A funnel plot is a graph designed to check for the existence of publication bias in systematic reviews and meta-analyses. In the absence of publication bias, it assumes that the largest studies will be plotted near the average, and smaller studies will be spread evenly on both sides of the average, creating a roughly funnel-shaped distribution. Deviation from this shape can indicate publication bias.
Funnel plots, introduced by Light and Pillemer in 1984 and discussed in detail by Egger and colleagues, are useful adjuncts to meta-analyses. A funnel plot is a scatterplot of treatment effect against a measure of study size. It is used primarily as a visual aid for detecting bias or systematic heterogeneity. A symmetric inverted funnel shape arises from a ‘well-behaved’ data set, in which publication bias is unlikely. An asymmetric funnel indicates a relationship between treatment effect and study size. This suggests the possibility of either publication bias or a systematic difference between smaller and larger studies (‘small study effects’). Asymmetry can also arise from use of an inappropriate effect measure. Whatever the cause, an asymmetric funnel plot leads to doubts over the appropriateness of a simple meta-analysis and suggests that there needs to be investigation of possible causes.
A variety of choices of measures of ‘study size’ is available, including total sample size, standard error of the treatment effect, and inverse variance of the treatment effect (weight). Sterne and Egger have compared these with others, and conclude that the standard error is to be recommended. When the standard error is used, straight lines may be drawn to define a region within which 95% of points might lie in the absence of both heterogeneity and publication bias.

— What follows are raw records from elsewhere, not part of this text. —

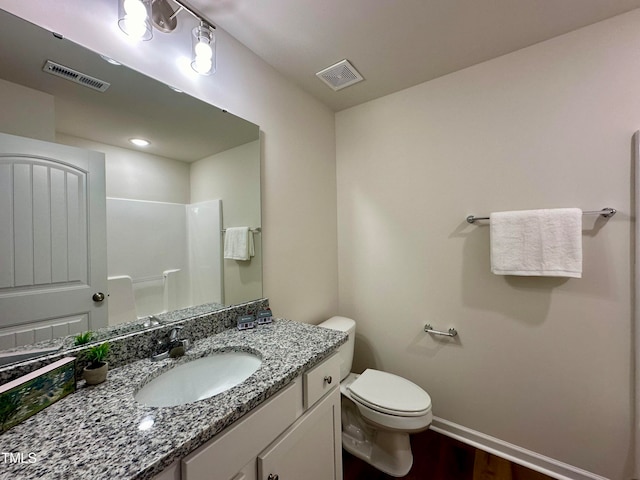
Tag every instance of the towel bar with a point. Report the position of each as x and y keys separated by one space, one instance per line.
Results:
x=605 y=212
x=451 y=333
x=252 y=230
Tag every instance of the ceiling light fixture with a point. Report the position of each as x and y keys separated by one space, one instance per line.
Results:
x=204 y=49
x=140 y=142
x=134 y=18
x=137 y=18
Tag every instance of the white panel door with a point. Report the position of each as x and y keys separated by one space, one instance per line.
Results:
x=52 y=238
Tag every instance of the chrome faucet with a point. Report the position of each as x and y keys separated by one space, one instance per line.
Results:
x=173 y=346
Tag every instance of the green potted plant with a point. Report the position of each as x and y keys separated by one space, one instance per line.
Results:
x=96 y=371
x=83 y=338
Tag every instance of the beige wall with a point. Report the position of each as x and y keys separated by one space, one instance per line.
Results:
x=138 y=175
x=544 y=364
x=234 y=176
x=26 y=112
x=298 y=145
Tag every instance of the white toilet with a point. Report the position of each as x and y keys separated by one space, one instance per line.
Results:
x=379 y=410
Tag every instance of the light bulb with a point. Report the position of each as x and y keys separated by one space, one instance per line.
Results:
x=135 y=9
x=203 y=50
x=133 y=18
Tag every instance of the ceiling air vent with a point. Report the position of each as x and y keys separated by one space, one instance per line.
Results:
x=74 y=76
x=340 y=75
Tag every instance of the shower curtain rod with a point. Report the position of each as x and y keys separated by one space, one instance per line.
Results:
x=605 y=212
x=252 y=230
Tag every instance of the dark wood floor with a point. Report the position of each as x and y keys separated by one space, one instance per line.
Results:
x=438 y=457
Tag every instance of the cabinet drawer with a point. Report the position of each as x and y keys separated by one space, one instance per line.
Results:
x=321 y=379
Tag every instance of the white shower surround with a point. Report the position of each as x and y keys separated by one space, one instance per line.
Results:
x=146 y=239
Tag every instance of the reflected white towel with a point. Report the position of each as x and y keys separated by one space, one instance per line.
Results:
x=238 y=243
x=537 y=242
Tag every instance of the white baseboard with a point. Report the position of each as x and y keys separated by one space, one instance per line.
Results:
x=513 y=453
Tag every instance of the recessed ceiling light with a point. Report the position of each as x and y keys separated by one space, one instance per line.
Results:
x=110 y=60
x=140 y=142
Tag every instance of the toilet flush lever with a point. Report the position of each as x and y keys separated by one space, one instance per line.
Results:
x=451 y=333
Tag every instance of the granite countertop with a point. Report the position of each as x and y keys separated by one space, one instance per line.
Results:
x=98 y=432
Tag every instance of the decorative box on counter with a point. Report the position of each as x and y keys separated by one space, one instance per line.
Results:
x=27 y=395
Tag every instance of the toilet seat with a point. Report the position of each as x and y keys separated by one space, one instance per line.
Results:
x=390 y=394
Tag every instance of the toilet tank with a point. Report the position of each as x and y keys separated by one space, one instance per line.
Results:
x=343 y=324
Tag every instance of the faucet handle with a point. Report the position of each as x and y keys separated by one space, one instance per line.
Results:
x=173 y=336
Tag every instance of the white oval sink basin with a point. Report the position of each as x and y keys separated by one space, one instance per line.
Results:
x=199 y=379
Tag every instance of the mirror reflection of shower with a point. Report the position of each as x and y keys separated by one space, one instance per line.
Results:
x=162 y=257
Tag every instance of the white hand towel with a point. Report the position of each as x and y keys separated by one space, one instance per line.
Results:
x=238 y=244
x=537 y=242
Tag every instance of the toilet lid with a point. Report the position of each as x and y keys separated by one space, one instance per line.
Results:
x=389 y=393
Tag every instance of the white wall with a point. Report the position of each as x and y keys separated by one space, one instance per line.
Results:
x=138 y=175
x=298 y=144
x=233 y=175
x=26 y=112
x=544 y=364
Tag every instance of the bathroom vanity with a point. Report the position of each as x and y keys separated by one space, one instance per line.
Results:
x=282 y=422
x=295 y=434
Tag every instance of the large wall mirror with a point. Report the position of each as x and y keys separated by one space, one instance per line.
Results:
x=168 y=204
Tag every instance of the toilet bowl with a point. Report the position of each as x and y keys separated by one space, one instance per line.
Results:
x=379 y=410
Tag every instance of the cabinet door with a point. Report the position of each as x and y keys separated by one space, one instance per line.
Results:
x=310 y=449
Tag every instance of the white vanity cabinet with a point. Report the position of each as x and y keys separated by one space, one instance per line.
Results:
x=295 y=435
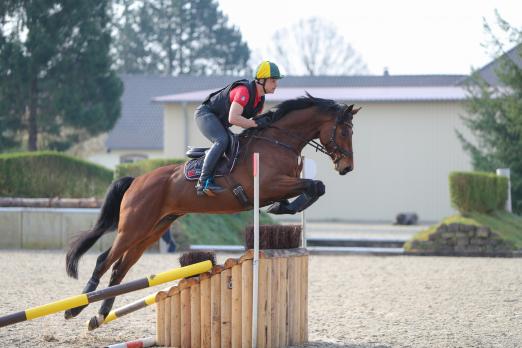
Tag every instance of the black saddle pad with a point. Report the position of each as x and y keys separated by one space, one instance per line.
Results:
x=225 y=165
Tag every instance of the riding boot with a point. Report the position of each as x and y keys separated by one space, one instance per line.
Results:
x=206 y=184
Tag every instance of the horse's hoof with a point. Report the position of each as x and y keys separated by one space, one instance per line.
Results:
x=95 y=322
x=209 y=193
x=68 y=314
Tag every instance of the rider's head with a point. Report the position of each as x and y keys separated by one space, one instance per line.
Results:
x=267 y=74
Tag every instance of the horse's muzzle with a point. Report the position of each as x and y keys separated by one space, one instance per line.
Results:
x=346 y=170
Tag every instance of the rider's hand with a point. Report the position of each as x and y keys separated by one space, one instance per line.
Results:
x=262 y=122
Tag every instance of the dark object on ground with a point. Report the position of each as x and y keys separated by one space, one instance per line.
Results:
x=192 y=257
x=406 y=219
x=274 y=236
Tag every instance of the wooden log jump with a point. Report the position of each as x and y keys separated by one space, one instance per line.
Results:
x=98 y=295
x=215 y=309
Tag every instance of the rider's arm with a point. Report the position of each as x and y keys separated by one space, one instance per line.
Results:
x=235 y=118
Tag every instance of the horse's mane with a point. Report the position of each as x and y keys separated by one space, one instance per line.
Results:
x=307 y=101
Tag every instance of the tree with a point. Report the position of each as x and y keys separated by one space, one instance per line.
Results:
x=175 y=37
x=495 y=113
x=56 y=82
x=314 y=47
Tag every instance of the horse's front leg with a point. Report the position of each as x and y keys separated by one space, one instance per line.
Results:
x=312 y=190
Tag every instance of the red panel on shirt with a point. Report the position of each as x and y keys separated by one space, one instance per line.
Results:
x=240 y=95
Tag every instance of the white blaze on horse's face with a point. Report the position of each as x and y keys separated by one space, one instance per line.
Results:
x=337 y=139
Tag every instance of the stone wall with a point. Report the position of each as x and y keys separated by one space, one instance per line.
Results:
x=462 y=240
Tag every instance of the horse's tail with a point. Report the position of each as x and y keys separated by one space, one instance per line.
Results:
x=107 y=221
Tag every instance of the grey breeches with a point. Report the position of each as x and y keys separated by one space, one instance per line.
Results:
x=213 y=130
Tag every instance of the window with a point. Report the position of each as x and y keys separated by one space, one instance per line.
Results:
x=131 y=158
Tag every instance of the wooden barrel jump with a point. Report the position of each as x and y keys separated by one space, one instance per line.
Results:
x=214 y=309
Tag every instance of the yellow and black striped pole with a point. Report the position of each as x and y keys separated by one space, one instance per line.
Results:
x=113 y=291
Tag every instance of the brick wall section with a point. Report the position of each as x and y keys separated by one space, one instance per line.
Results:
x=463 y=240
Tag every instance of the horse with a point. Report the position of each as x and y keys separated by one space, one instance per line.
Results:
x=141 y=209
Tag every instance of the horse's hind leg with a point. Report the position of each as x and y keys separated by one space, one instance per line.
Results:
x=122 y=243
x=122 y=267
x=91 y=285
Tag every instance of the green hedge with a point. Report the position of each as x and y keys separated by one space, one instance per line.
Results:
x=477 y=191
x=141 y=167
x=51 y=174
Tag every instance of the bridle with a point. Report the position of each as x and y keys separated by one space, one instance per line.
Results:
x=340 y=120
x=335 y=148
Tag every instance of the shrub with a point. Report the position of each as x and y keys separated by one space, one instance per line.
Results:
x=51 y=174
x=477 y=191
x=142 y=167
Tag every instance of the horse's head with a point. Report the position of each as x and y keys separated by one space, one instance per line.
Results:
x=336 y=137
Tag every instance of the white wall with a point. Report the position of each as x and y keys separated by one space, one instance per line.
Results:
x=404 y=153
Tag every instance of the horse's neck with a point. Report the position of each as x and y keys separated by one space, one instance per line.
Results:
x=297 y=128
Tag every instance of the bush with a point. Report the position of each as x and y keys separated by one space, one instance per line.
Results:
x=142 y=167
x=51 y=174
x=477 y=191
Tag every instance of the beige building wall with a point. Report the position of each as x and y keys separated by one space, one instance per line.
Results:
x=403 y=155
x=112 y=159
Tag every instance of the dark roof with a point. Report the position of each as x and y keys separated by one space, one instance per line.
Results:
x=141 y=123
x=488 y=72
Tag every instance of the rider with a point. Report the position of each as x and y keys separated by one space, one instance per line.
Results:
x=234 y=104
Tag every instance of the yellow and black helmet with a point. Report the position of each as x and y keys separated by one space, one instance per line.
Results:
x=268 y=70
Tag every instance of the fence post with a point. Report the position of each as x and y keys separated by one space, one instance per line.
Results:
x=507 y=173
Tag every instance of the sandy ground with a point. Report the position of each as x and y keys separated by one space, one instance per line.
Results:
x=355 y=301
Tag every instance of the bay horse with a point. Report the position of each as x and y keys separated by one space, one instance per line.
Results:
x=141 y=209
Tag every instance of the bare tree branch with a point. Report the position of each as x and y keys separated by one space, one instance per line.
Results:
x=314 y=47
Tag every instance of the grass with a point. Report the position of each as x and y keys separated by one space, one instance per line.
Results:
x=214 y=229
x=508 y=226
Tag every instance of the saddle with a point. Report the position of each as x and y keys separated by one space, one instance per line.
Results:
x=225 y=165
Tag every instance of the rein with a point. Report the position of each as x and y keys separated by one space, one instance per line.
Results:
x=313 y=143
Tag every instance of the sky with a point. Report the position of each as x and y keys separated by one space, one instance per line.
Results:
x=406 y=37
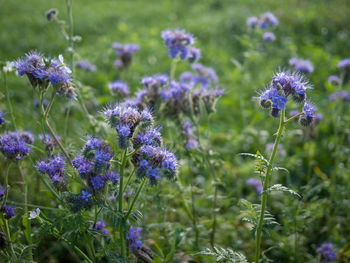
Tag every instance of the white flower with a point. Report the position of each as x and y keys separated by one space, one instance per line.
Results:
x=34 y=214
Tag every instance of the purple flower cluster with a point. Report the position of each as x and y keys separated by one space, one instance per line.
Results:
x=93 y=164
x=124 y=53
x=191 y=141
x=100 y=226
x=282 y=86
x=134 y=237
x=125 y=119
x=54 y=167
x=8 y=211
x=301 y=65
x=85 y=65
x=155 y=161
x=344 y=95
x=266 y=19
x=16 y=145
x=42 y=71
x=2 y=119
x=119 y=88
x=328 y=253
x=180 y=43
x=255 y=184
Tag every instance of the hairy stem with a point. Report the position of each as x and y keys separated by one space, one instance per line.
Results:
x=121 y=226
x=265 y=186
x=9 y=105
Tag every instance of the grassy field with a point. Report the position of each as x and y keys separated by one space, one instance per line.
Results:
x=177 y=216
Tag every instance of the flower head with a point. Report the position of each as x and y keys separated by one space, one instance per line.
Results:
x=178 y=42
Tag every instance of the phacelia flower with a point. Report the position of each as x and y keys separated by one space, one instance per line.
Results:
x=8 y=211
x=54 y=167
x=328 y=253
x=301 y=65
x=14 y=146
x=268 y=19
x=134 y=237
x=100 y=226
x=178 y=42
x=125 y=53
x=2 y=119
x=334 y=80
x=256 y=184
x=85 y=65
x=268 y=37
x=119 y=88
x=252 y=21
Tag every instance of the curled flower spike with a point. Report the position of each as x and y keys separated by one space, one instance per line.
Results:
x=119 y=88
x=301 y=65
x=178 y=42
x=15 y=145
x=134 y=237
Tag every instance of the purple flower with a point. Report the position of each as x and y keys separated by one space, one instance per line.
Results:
x=268 y=37
x=14 y=146
x=252 y=21
x=301 y=65
x=256 y=184
x=178 y=42
x=119 y=88
x=134 y=237
x=328 y=253
x=85 y=65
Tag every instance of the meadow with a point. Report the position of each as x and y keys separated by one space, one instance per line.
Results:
x=174 y=131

In common with confidence interval plots, funnel plots are conventionally drawn with the treatment effect measure on the horizontal axis, so that study size appears on the vertical axis, breaking with the general rule. Since funnel plots are principally visual aids for detecting asymmetry along the treatment effect axis, this makes them considerably easier to interpret.
The funnel plot is not without problems. If high precision studies really are different from low precision studies with respect to effect size (e.g., due to different populations examined) a funnel plot may give a wrong impression of publication bias. The appearance of the funnel plot can change quite dramatically depending on the scale on the y-axis — whether it is the inverse square error or the trial size.
- R. J. Light, D. B. Pillemer (1984). Summing up: The Science of Reviewing Research. Cambridge, Massachusetts.: Harvard University Press. ISBN 0-674-85431-4.
- Matthias Egger, G. Davey Smith, M. Schneider & C. Minder (September 1997). "Bias in meta-analysis detected by a simple, graphical test". BMJ 315 (7109): 629–624. doi:10.1136/bmj.315.7109.629. PMC 2127453. PMID 9310563.
- Jonathan A. C. Sterne & Matthias Egger (October 2001). "Funnel plots for detecting bias in meta-analysis: guidelines on choice of axis". Journal of Clinical Epidemiology 54 (10): 1046–1045. doi:10.1016/S0895-4356(01)00377-8. PMID 11576817.
- Joseph Lau, John P. A. Ioannidis, Norma Terrin, Christopher H. Schmid & Ingram Olkin (September 2006). "The case of the misleading funnel plot". BMJ 333 (7568): 597–590. doi:10.1136/bmj.333.7568.597. PMC 1570006. PMID 16974018.
- Jin-Ling Tang, Joseph LY Liu (May 2000). "Misleading funnel plot for detection of bias in meta-analysis". Journal of Clinical Epidemiology 53 (5): 477–484. doi:10.1016/S0895-4356(99)00204-8. PMID 10812319.